This publication will be available from November 2009 to coincide with the British Library's major autumn exhibition highlighting photography within the Library.The book, for the first time, brings together a selection of images from the Library's collections. It examines the history, diversity and influence of photography from its invention and early years up to the growth of a popular amateur market in the early twentieth century. Begining with the work of William Henry Fox Talbot and other influential pioneers, the book includes many of the celebrated names in nineteenth-century photography from across the world including Francis Frith, Felix Teynard, Samuel Bourne and Peter Henry Emerson, as well as numerous lesser-known names who made significant contributions to the medium. Organised by subject matter in a broadly chronological arrangement, it asks: Who was taking the photography and why?

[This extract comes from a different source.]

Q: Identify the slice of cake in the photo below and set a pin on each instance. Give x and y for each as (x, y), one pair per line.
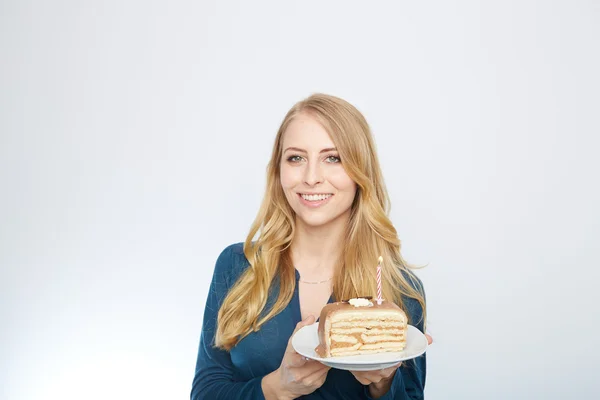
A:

Section by section, items are presented within their cultural contexts, exploring some of the major themes of the nineteenth century, from imperial expansion to industrialisation and the emergence of new scientific and social disciplines in an era of rapid social change. The final sections of the book will examine the ways in which the development of simplified cameras and accessible technology responded to the demands of a developing mass market for photography, which continues up to the present day.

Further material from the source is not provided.